The paper, ‘Dynamic ice loss from the Greenland Ice Sheet driven by sustained glacier retreat’, found that Greenland’s glaciers are rapidly shrinking and at this point, the snowfall that replenishes the ice sheet each year is not enough to counterbalance the ice that is flowing into the ocean. Relying on more than three decades of observational data, the study found that the ice sheet is losing mass at accelerated rates. Specifically after 2000, the ice sheet began losing mass permanently. In fact, the amount of ice that has disappeared is so huge that it has caused a noticeable change in the gravitational field over the island.
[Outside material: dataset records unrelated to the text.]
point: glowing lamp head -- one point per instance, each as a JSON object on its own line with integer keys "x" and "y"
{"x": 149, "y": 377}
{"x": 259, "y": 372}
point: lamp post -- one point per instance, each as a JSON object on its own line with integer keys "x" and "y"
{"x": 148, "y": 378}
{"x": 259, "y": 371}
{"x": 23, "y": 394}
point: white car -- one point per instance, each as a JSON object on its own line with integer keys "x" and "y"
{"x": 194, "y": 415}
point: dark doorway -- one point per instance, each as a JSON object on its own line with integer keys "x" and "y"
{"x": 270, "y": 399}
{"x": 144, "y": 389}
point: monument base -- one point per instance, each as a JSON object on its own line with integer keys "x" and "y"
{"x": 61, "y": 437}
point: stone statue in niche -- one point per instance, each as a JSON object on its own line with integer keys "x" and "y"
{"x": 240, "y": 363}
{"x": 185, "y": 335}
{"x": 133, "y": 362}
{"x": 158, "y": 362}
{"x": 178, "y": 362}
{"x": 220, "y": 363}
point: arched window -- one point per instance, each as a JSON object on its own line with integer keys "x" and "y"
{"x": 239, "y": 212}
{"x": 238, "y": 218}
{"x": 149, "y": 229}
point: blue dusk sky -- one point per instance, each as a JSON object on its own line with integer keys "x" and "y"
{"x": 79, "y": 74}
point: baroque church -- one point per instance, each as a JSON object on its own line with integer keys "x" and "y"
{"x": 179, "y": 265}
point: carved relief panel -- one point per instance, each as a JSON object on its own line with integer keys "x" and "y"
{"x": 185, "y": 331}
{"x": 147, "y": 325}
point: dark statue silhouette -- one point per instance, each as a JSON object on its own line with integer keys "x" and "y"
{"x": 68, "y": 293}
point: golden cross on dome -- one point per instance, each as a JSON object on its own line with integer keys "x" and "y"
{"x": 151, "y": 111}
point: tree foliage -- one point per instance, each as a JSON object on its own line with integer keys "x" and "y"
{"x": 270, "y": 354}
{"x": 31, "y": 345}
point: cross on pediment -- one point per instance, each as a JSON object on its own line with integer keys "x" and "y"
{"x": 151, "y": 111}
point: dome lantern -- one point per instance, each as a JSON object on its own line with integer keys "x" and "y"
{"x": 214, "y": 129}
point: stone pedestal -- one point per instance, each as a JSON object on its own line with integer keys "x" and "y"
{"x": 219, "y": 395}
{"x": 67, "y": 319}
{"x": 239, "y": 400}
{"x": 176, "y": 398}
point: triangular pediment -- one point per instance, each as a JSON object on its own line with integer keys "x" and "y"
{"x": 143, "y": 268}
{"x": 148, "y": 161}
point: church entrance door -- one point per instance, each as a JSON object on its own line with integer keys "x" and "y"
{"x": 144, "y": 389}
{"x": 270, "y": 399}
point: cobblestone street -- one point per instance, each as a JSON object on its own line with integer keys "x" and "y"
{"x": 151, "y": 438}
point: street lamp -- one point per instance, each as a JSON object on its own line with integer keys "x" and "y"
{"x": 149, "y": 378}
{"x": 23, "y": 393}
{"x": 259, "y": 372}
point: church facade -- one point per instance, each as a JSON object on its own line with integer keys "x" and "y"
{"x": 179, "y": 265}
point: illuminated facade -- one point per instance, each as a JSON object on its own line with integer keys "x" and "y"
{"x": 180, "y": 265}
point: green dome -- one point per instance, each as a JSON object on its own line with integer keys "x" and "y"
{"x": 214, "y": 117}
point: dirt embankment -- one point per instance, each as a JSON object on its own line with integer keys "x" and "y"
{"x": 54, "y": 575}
Michalea King, lead author of the study and a researcher at Ohio State University’s Byrd Polar and Climate Research Center, said, ‘We’ve been looking at these remote sensing observations to study how ice discharge and accumulation have varied. And what we’ve found is that the ice that’s discharging into the ocean is far surpassing the snow that’s accumulating on the surface of the ice sheet.’

By analysing satellite data from more than 200 large glaciers draining into the ocean around Greenland, researchers could assess how much ice breaks off into icebergs or melts from the glaciers into the ocean, the amount of snowfall each year, and how these glaciers get replenished. The amount of ice being lost each year started increasing steadily around 2000 – estimated to be about 500 gigatons each year. At the same time, snowfall did not increase but the rate of ice loss stayed about the same over the last decade. This means that the ice sheet has been losing ice more rapidly than it’s being replenished. It is now at the point of no return – to reiterate, even if global warming were to completely stop, the sheet will still keep shrinking.  
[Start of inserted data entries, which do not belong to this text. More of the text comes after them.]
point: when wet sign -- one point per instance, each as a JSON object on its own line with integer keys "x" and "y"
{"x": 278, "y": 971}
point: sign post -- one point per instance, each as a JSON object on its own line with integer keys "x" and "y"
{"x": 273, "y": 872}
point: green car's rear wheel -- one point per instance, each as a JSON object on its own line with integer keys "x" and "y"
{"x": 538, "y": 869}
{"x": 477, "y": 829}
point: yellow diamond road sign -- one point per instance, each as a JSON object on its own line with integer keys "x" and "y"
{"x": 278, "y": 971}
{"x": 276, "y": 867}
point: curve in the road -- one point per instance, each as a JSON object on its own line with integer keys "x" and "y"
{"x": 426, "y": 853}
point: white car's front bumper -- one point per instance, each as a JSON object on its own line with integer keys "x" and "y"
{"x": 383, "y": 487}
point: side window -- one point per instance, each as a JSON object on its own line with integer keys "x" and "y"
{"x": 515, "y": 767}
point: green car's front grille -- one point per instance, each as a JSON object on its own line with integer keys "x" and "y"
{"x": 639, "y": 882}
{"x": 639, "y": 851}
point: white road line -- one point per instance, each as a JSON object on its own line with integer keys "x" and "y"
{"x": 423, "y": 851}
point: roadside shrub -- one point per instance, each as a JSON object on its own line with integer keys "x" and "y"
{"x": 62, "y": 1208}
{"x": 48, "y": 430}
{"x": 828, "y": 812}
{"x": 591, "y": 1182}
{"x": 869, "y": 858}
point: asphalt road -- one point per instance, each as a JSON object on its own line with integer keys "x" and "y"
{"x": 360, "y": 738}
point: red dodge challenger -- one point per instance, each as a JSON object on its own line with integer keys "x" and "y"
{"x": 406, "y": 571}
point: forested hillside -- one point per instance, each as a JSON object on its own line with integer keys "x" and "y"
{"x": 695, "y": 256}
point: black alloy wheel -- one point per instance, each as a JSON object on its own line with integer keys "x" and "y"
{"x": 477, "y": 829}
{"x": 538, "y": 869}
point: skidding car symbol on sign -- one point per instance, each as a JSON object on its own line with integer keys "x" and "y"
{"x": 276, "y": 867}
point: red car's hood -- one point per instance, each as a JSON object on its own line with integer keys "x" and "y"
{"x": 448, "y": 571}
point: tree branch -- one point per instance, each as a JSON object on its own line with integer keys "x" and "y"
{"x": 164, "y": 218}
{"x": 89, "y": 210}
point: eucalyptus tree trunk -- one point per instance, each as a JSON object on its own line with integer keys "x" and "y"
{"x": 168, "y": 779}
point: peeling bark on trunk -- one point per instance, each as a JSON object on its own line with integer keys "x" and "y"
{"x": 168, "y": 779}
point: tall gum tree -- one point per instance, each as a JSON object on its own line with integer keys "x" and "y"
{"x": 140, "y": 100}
The melting ice in Greenland already contributes more than a millimetre rise to sea level every year and this will only increase with a gradually warming planet. Sea levels are projected to rise by more than 3 feet by the end of the century which will mean that many coastal cities and low-lying island nations are likely to go underwater. It should be noted that Greenland is the largest ice sheet on the planet after Antarctica.